Katmai, the code name for Microsoft's imminent SQL Server 2008 release, comes from an Alaskan territory know for volcanoes, which may not be the best symbol for a database. So far, however, Katmai hasn't blown up on me. And the lower-profile Katmai seems like a good follow-on to Yukon, the code name for the gigantic SQL Server 2005 release.
Building on the sweeping, enterprise-oriented improvements in SQL Server 2005 (see review), Katmai sports very nice new features for large deployments. Among the more touted attributes in the database engine are data and backup compression, sparse columns, and compressed and filtered indexes, all of which are geared to saving storage space, as well as Change Data Capture, which captures changes to production data in tables that can be used to update a data warehouse.

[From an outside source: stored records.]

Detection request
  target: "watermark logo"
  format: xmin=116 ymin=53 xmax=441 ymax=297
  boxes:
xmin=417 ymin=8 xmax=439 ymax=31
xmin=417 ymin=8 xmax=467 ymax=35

[ Compare Katmai to Oracle Database 11g. See "Lab test: Oracle Database 11g shoots the moon." ]
These are just the tip of the iceberg, or volcano, and there are of course many other new features – such as policy-based management – that will appeal to large and small shops alike. Every aspect of the product has been touched significantly.
More data, less storage
For starters, there are two types of data compression: row and page. They do, in fact, compress data in different ways, so it's important to understand the benefits of each, as well as how they work. Row compression is true compression, whereby the engine removes unused spaces at the ends of columns and, thus, saves space. This is the same technique SQL Server already uses for vardecimal compression; Microsoft has just expanded the use to other data types.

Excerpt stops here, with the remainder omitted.